(Oil Price) – Chevron is betting on the multi-billion acquisition of Hess Corp to boost its assets with high-quality Guyana acreage where billions of barrels of oil equivalent have been discovered.
Chevron’s reserves replacement ratio has dropped in recent years and its oil and gas reserves have now declined to the lowest level in at least a decade, according to a Reuters analysis.
The falling reserves and the reserves replacement ratio (RRR) at below 100% make the proposed acquisition of Hess key to boosting Chevron’s asset base and RRR in the short term.
On the Q4 earnings call at the end of last month, Chevron said that its reserves replacement ratio (RRR) was -4% for 2024, with the largest reductions in proved reserves coming from production and the sale of oil sands and shale and tight assets in Canada. Additions to reserves were mainly from extensions and discoveries in the Permian and DJ Basins.

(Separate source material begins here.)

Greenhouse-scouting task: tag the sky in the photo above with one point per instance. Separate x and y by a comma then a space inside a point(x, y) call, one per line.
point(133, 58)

Excluding impacts from asset sales and acquisitions, organic reserves replacement ratio was 45%, Chevron said, reminding investors that reserves associated with shale development are limited to a five-year planning and execution period per SEC regulations.
During the past 10-year period, Chevron’s reserves replacement ratio was 88%, it said.
The ratio below 100% means that Chevron is depleting reserves faster than it can replace them.
The $53-billion acquisition of Hess would help increase the reserves and the RRR thanks to Hess’s 30% stake in the Stabroek block offshore Guyana where the operator Exxon has found more than 11 billion barrels of oil equivalent resources.
However, the deal has yet to clear several milestones before closing. The most important – and potentially most problematic – is the arbitration that Exxon and CNOOC, the third partner in Guyana’s prolific block, are seeking with Chevron over the proposed acquisition of Hess.
Exxon and China’s CNOOC claim that their current partnership terms with Hess Corp in the Stabroek Block give them the right of first refusal to the acquisition of Hess’s stake.